Saturday, July 09, 2005
National Civil Rights Musuem
Even before coming down here I wanted to go to the National Civil Rights Museum. I knew about Dr. Martin Luther King, Jr. but then who doesn’t? But I wanted to know more, I wanted to see the exact place where his assassination happened. So I went on Saturday afternoon with my friend from Howard University who lives in Memphis. We went in at 2:14 pm and left at 5:27 pm and we talked about the museum and its exhibits all the way home. The museum was broken down into different sections that span Black and African-American history from Slavery to the Assassination of MLK, Jr. The exhibits that I especially liked were The Civil War, Migration, Jim Crow Laws, Booker T Washington, Little Rock Nine, Montgomery Bus Boycott (where we were able to sit on a simulation bus with Rosa Parks), Student Sit-Ins, Project C Birmingham, The March on Washington (of which I was fortunate to be in DC and attend the 40th Anniversary of the March in August 2003), The People of Memphis, Rooms 306 & 307 and the boarding house across the street from the Lorraine where his killer stayed and shot him from. When going through the exhibit of Rooms 306 & 307 where Dr. King stayed at in the Lorraine Hotel I almost cried. While reading the step by step chronology of what was going on leading up to his assassination I could do nothing but picture it and him actually there.
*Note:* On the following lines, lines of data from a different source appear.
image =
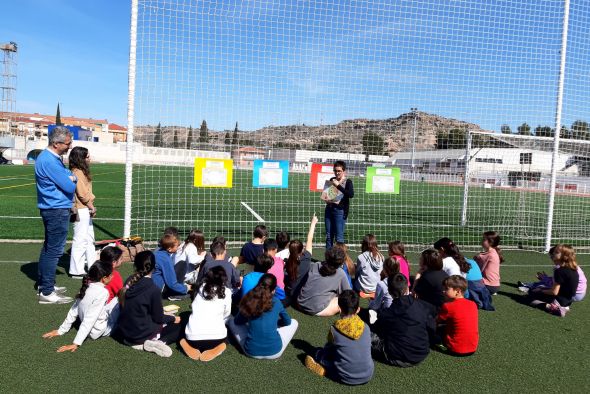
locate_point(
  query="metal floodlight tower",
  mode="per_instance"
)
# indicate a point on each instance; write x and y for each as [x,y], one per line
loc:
[8,85]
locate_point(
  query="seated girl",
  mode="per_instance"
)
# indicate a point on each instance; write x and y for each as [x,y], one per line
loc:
[205,333]
[97,317]
[262,327]
[325,282]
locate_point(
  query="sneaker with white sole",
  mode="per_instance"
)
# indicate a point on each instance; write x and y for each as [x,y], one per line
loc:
[158,347]
[54,298]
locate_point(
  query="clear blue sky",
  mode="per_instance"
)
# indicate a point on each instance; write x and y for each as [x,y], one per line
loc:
[293,61]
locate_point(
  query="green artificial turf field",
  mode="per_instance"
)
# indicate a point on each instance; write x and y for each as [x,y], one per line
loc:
[422,212]
[521,349]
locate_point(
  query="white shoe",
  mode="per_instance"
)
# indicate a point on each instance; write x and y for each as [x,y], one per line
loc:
[54,298]
[158,347]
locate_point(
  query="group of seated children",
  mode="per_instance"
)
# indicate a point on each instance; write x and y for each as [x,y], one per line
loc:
[407,315]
To know that I was standing right there was a privilege. I even was able to look over the balcony where he stood and saw his car (I model of his car) SIDENOTE- I saw a paper that had all the motels that blacks could stay in during the Jim Crow Law time and the Lorraine Hotel was one of them. Like on this piece of paper, it had the name of the motel, the city, a phone number and the street address.
I know I will be going back in the near future. Anybody want to join me?